Grammar

Description

sealed class Tinman.Core.Parsing.Grammar

Derived from

Disposable abstract

Represents a grammar for structural parsing.

The following code shows the grammar for defining grammars:

grammar       := (decl-skip | decl-rule)+ ;

decl-rule     := [!?] <! identifier ':=' rule ';' ;
decl-skip     := '#' ':=' rule ';' ;

rule          := rule-list ;
rule-ast      := '{' identifier ':' rule (('<!' | '!>') rule)? '}' ;
rule-brace    := '(' rule ')' ;
rule-choice   := rule-sequence !> ('|' rule-sequence)+ ;
rule-except   := rule-not !> '\\' rule-not ;
rule-list     := rule-choice !> '..' rule-choice ;
rule-not      := '~' <! rule-primary ;
rule-peek-no  := '>' rule '<' ;
rule-peek-yes := '<' rule '>' ;
rule-primary  := rule-char | rule-token | rule-name | rule-brace | rule-ast
                 | rule-peek-yes | rule-peek-no ;
rule-repeat   := rule-except !> '?' | '*' | '+' | '[' number ('..' number)? ']' ;
rule-sequence := rule-trim !> rule-trim+ ;
rule-trim     := '#' <! rule-repeat !> '#' ;

rule-char     := char-range | char-set | char-set-inv | char-eof ;

char-range    := char-one !> '..' char-one ;

char-one      := '\'' (char-esc | ]\\'[) '\'' ;
char-set      := '[' (char-esc | ]\]\\[)+ ']' ;
char-set-inv  := ']' (char-esc | ]\[\\[)+ '[' ;
rule-token    := '@' <! '\'' (char-esc | ]\\'[)* '\'' ;

char-esc      := '\\' ([t0\]nr\[\\'] | 'x' hexdigit[1..4]) ;
rule-name     := identifier ;

hexdigit      := digit | 'a'..'f' | 'A'..'F' ;
identifier    := letter (letter | digit)* ;
number        := digit+ ;

char-eof      := @'<eof>' ;
digit         := '0'..'9' ;
letter        := 'a'..'z' | 'A'..'Z' | [_-] ;

The above grammar describes itself in its very own grammar language, so it is by definition fully self-explanatory (but still non-comprehensible, so the documentation goes on).

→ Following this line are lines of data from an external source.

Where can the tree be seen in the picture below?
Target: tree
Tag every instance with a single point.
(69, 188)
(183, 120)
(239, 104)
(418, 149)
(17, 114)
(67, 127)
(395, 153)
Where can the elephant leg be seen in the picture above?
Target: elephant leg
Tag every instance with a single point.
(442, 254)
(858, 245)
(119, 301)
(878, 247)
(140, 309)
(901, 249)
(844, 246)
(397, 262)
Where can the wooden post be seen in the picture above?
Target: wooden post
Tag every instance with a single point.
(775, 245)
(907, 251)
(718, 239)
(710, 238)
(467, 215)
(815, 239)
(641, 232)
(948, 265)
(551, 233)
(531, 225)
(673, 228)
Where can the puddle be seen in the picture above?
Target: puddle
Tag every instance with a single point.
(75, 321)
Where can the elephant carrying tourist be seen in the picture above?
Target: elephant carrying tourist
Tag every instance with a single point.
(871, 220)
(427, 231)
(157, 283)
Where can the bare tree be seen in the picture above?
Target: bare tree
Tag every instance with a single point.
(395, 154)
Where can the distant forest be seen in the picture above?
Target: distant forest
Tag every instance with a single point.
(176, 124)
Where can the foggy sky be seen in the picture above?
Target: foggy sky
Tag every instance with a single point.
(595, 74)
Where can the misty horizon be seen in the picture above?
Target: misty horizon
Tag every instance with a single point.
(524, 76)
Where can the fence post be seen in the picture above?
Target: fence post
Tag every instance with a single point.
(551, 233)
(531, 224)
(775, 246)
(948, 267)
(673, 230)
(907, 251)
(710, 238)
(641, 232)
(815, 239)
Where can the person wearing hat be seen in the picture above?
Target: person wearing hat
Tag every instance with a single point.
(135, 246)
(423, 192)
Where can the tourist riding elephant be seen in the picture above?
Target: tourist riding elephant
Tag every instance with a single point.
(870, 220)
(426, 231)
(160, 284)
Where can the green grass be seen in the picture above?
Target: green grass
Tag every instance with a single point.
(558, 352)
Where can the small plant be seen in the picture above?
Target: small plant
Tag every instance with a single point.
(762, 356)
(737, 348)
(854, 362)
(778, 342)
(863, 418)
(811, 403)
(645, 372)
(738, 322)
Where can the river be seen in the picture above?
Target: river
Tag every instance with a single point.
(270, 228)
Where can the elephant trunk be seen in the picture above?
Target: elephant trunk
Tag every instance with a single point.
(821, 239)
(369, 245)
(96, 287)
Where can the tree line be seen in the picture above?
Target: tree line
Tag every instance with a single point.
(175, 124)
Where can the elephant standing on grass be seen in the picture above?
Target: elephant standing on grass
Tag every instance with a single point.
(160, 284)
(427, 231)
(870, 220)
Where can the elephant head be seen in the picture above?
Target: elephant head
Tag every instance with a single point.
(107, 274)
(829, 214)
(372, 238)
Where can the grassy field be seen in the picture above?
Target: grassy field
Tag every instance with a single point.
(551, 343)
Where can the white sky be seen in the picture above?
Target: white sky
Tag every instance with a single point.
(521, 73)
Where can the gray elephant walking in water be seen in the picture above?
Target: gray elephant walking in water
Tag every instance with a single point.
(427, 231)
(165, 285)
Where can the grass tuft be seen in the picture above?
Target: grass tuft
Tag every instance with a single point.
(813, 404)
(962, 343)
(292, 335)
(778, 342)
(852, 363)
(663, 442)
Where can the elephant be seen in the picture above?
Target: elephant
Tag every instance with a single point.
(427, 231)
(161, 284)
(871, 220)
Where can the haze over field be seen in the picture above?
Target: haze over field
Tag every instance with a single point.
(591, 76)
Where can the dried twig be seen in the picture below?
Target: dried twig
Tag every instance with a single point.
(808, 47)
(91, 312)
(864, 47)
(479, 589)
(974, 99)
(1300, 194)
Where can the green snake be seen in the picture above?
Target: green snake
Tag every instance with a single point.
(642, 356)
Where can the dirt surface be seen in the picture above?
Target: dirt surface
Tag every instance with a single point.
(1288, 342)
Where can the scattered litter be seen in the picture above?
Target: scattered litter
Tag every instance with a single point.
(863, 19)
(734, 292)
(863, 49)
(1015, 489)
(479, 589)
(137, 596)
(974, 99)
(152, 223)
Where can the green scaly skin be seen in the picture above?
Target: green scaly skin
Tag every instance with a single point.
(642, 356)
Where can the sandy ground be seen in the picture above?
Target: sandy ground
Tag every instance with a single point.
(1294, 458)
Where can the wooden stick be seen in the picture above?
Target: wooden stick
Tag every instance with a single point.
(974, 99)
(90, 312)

A grammar contains one or more declarations, which can be one of the following:

  • decl-rule
    Defines a new grammar rule: the left side defines the rule name, the right side rule content. The rule optionally be prefixed with either '!' or '?', which assigns an additional flag to the grammar rule: either GrammarRuleFlags.ReportErrorRoot or GrammarRuleFlags.ReportErrorTerminal, respectively.

    ! expression := 'A' ;
    ? identifier := 'B' ;
    some_rule   := 'C' ;
  • decl-skip
    Defines the special grammar rule for rule-trim.

    # := ' ' ;

These are the grammar rules, listed from lowest precedence to highest:

  • rule-list (lowest precedence)
    Matches the rule on the left one or more times, while matching the rule on the right as the separator. When the left-side rule is matched n times, the right-side rule will always be matched n-1 times.

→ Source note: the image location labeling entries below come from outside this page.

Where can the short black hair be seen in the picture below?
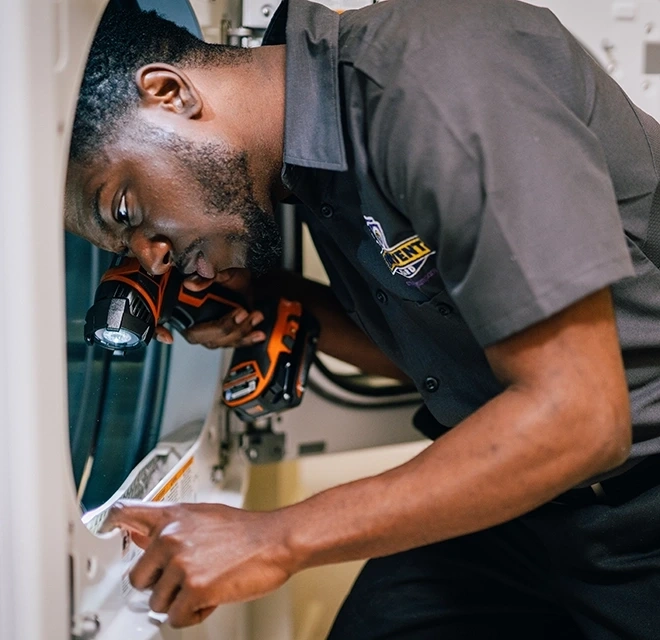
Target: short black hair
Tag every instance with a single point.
(126, 40)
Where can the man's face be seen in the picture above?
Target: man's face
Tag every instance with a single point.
(172, 202)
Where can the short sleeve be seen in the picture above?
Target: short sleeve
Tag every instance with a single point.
(505, 180)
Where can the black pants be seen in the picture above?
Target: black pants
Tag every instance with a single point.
(561, 572)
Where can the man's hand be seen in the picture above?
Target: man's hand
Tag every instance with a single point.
(198, 556)
(236, 329)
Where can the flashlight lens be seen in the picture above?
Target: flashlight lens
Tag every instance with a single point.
(117, 339)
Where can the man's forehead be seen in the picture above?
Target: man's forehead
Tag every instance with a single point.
(81, 203)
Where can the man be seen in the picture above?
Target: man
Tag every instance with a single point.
(480, 192)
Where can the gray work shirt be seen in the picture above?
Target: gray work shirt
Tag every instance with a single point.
(468, 171)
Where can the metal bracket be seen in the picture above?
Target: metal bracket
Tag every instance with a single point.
(262, 445)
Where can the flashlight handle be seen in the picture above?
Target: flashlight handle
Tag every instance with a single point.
(193, 307)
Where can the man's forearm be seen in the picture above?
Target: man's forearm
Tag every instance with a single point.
(503, 461)
(563, 417)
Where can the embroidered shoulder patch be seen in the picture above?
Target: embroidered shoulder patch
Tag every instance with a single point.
(405, 258)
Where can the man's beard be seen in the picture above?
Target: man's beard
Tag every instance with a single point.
(227, 189)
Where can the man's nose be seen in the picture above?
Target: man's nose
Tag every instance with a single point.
(154, 254)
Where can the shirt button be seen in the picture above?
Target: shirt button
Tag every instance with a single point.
(431, 384)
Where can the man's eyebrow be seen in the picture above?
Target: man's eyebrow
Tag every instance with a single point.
(96, 211)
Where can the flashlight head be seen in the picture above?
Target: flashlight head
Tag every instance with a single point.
(119, 319)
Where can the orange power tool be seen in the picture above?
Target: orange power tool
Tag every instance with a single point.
(263, 378)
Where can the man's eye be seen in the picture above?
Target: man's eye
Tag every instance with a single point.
(122, 212)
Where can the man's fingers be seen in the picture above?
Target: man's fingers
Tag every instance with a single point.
(235, 329)
(135, 516)
(166, 588)
(186, 609)
(164, 335)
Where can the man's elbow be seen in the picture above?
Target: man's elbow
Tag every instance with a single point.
(608, 435)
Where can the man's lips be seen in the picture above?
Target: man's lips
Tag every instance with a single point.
(203, 267)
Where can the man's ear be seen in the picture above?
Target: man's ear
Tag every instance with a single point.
(163, 85)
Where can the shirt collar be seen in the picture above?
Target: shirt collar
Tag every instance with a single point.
(313, 135)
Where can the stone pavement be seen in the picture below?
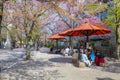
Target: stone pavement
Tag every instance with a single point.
(46, 66)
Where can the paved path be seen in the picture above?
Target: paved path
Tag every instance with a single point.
(46, 66)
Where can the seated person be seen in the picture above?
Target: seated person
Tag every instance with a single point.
(84, 58)
(91, 55)
(99, 59)
(67, 50)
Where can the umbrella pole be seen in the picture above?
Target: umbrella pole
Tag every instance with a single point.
(57, 44)
(87, 42)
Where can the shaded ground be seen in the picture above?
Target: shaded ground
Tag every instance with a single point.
(51, 67)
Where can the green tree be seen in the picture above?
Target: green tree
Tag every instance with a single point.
(113, 19)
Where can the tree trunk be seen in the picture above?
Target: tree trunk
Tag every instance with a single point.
(1, 9)
(28, 57)
(117, 42)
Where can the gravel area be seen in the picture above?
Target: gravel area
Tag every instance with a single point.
(44, 66)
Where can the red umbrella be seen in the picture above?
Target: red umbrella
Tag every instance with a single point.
(89, 29)
(56, 37)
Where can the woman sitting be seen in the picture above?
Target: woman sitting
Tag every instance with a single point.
(84, 58)
(99, 59)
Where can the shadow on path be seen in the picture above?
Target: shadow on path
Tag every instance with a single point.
(104, 78)
(61, 60)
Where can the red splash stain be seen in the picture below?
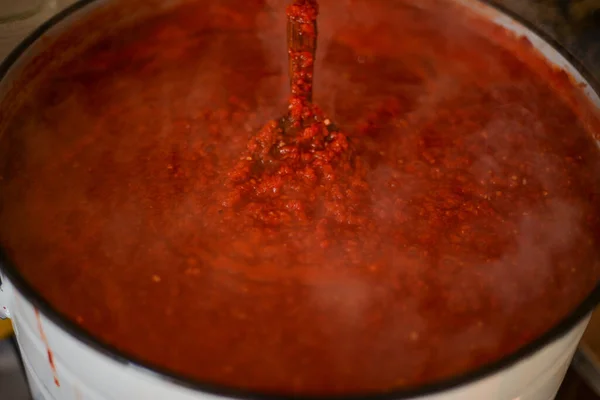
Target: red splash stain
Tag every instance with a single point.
(45, 340)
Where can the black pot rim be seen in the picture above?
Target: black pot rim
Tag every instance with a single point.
(71, 328)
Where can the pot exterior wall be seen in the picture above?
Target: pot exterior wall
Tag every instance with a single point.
(60, 367)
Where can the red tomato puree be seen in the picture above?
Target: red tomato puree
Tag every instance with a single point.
(452, 222)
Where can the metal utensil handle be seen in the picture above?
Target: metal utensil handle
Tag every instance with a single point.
(5, 296)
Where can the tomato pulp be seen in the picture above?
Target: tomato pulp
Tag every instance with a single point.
(453, 221)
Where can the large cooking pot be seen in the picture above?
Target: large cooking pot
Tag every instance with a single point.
(64, 362)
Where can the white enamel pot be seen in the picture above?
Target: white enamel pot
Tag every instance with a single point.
(63, 362)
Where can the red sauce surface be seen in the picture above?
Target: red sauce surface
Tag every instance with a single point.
(455, 220)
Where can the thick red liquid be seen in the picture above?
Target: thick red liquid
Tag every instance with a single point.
(459, 224)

    ('A' | 'B' .. # ',' #)
  • rule-choice
    Matches one rule in the given list of possible rules:

    'A' | 'B' | 'C'
  • rule-sequence
    Matches all given rules one after another:

    'A' 'B' 'C'
  • rule-trim
    Trims leading ('#' is left of rule) and/or trailing ('#' is right of rule) whitespace characters (see FormattingUtil.IsWhitespace) from the input before matching the given rule:

    'A' # ',' # 'B' # ',' # 'C'

    A grammar may optionally define a special skip rule using the special name '#': the skip rule is applied at all potential trim locations. All input characters that are matched by the skip rule are silently dropped.

  • rule-repeat
    Matches the given rule multiple times ('?' zero or one, '*' zero or more, '+' one or more). The minimum and maximum number of occurrences can be specified with 'min..max' where min and max specify the respective occurrence count.

    'A'?
    'A'*
    'A'+
    'A'[2..4]
  • rule-except
    Matches the left rule only if the right rule does not match.

    'a' .. 'z' \ 'e'
  • rule-not
    Matches the current input if the given rule fails:

    ~'A'
  • rule-primary (highest precedence)

These are the primary rules (same precedence):

  • rule-ast
    Matches the given rule(s) and creates an abstract syntax tree node on success (the node will span all input matched by rules inside of the curly braces). The '!>' and '<!' tokens are conditional operators: a syntax tree node is created only iff the rules to the right resp. to the left are also matched.

    { AST : 'A' }
    { AST : 'A' !> 'B' }
    { AST : 'A' <! 'B' }
  • rule-brace
    Wraps another given rule, overriding the default rule precedence.
    Example:

    a (b | c) d
    (a | b) (c | d)
  • rule-char
    Matches a single character in the given set.

    'A'
    'A'..'C'
    [ABC]
    ]ABC[
    <eof>

    Inverse brackets ']' and '[' indicate that all characters except the specified ones will be matched (inverse set). The <eof> token will match the end of input condition (see ParserContext.IsEof).

  • rule-name
    Matches another grammar rule, specified by its name. Identifiers consist of letters, digits, dashes and underscores and must not start with a digit.
    Example:

    name-of-grammar-rule
    rule_123
  • rule-peek-no
    Peeks at the subsequent input, checking if the wrapped rule does not match, while retaining the parser state.
    Example:

    'null' > 'ify' <
  • rule-peek-yes
    Peeks at the subsequent input, checking if the wrapped rule does match while retaining the parser state.
    Example:

    '(int)' < 'expr' >
  • rule-token
    Matches the given string token. Use the '@' prefix to match case-insensitively.
    Example:

    'keyword_case_sensitive'
    @'KeyWord_Case_InSensitive'

Parsing is performed by the following steps.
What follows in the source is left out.